Enter Tim Hudson. Why? Because he's the latest Major Leaguer to reach the 200-win plateau, having done so on May 1 and having done so in style, hitting a home run in the process.

"It's a great accomplishment for anybody," Hudson said. "But honestly, I feel like it's something along the way, and I hope I can accomplish a lot more in this game. I feel like I can play for a while. I feel like I haven't missed a beat from 17 or 18 years ago. I'm just a little more crafty nowadays, and I definitely have more pop."

Hudson's career ERA of 3.45 is good -- likely good enough to warrant Hall consideration, even if he doesn't get another 100 wins under his belt.

Hudson's current winning percentage -- he's 201-107 after his no-decision on Tuesday night -- stands at .653. The only modern-day 200-game winners with a better career winning percentage are Whitey Ford (.690), Pedro Martinez (.687), Lefty Grove (.680), Christy Mathewson (.665), Roy Halladay (.663) and Clemens (.658).

"I still don't consider myself really worthy of being in those kinds of conversations," Hudson said. "But talk to me in five years, if I'm not in a wheelchair."

So Hudson has an argument. Martinez (219 wins, 2.93 ERA, three Cy Young Awards, 3,154 strikeouts in 2,827 1/3 innings) is a shoo-in for Cooperstown. Halladay has a good chance. Mike Mussina has a great case for the Hall of Fame because he won 270 games to go along with a 3.68 career ERA. Andy Pettitte, who's still pitching, has 249 career wins and was a key member of five World Series championship teams. And Curt Schilling (216 wins, 3.46 ERA, 11-2 with a 2.23 ERA in the postseason) had a promising first go-around in Hall voting in 2013, garnering 38.8 percent.

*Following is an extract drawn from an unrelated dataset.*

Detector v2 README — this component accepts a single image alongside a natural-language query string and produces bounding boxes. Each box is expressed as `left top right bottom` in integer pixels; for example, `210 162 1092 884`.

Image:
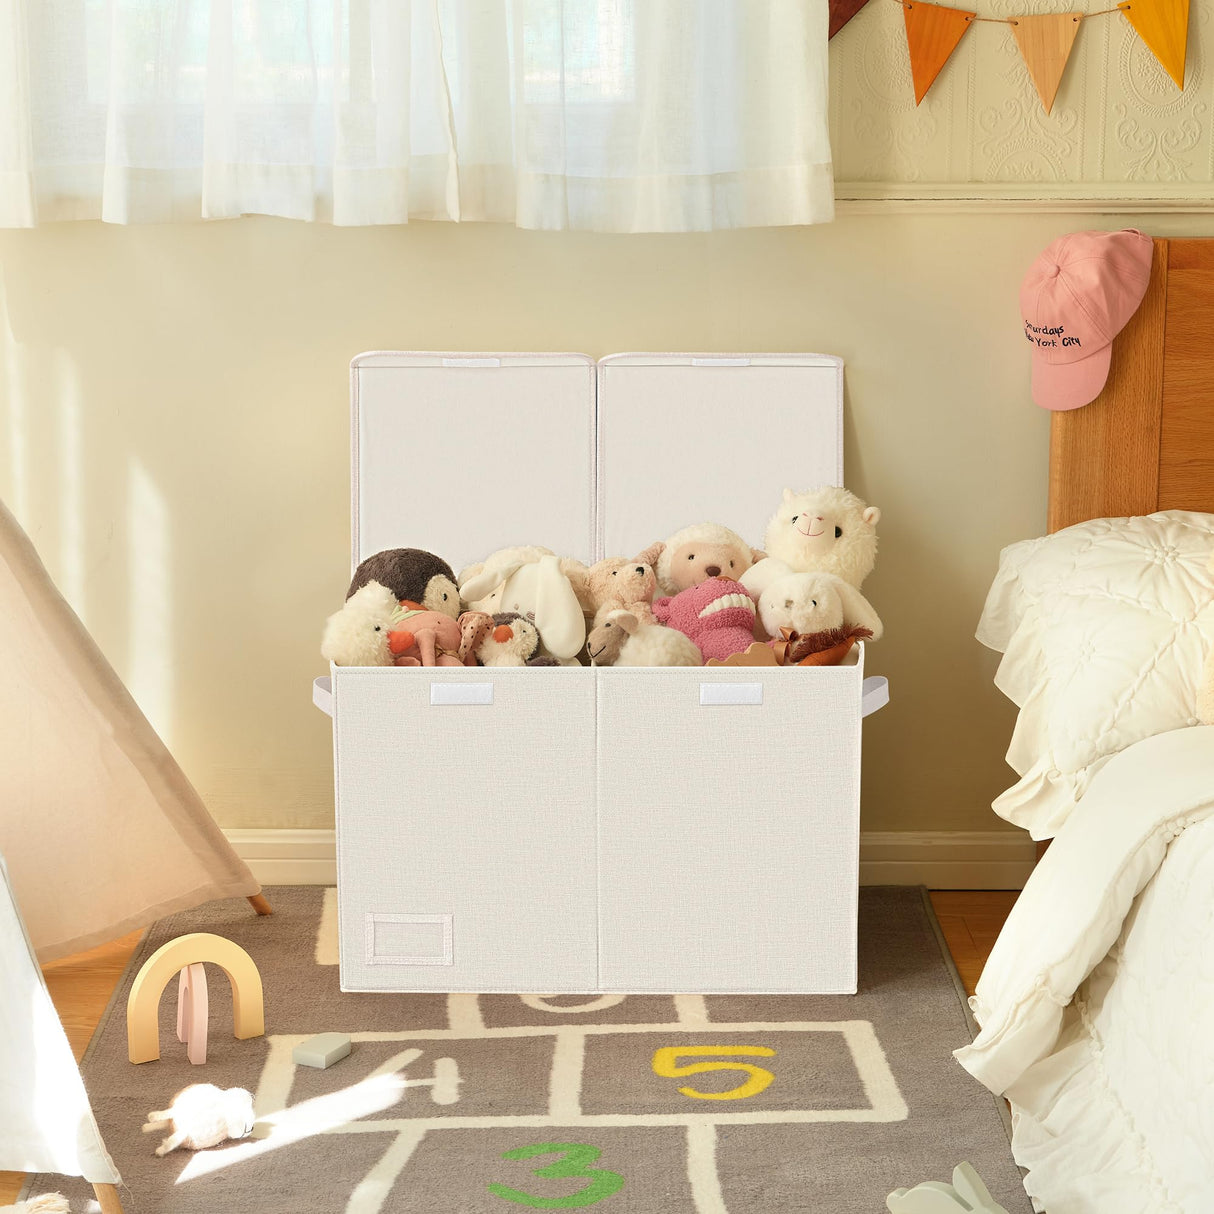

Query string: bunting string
830 0 1190 109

The thinking is evolving along with the game, just in time for CC Sabathia.

Sabathia, the Yankees left-hander, will likely become the 111th pitcher in Major League history to notch career win No. 200. He has 195 right now. His 33rd birthday isn't until July, and he's averaged 15.9 wins a season prior to this year (he's 4-3 so far). That means he's got an outside shot at 300.

Mark Buehrle of the Toronto Blue Jays is 34 years old and has 175 career wins, so 200 is a good possibility. Derek Lowe has 176, but he's primarily a reliever now, he's 40 years old and he was designated for assignment by Texas on Monday.

The pitcher with the next-best chance for 300, let alone 200, might be the Tigers' Justin Verlander, who already has 128 wins at the age of 30.

Verlander has said he wants to reach the number, and the right-hander has proven over the course of his already stellar, maturing career that it's usually unwise to doubt him when he sets his mind to something.

There's Seattle's Felix Hernandez of the Mariners, who's 27 and has 103 victories. And there's the Dodgers' Clayton Kershaw, who turned 25 in March and already has 66 wins.

So take it from Hudson -- 200 might not be 300, but it's pretty good, and in this day and age, it's getting better and better. It might even be good enough for Cooperstown.

That's why when Hernandez got his 100th win, after four tries, he immediately started thinking about, well, the next hundred.

"One hundred wins in the big leagues," he said. "Hopefully I can get more and more."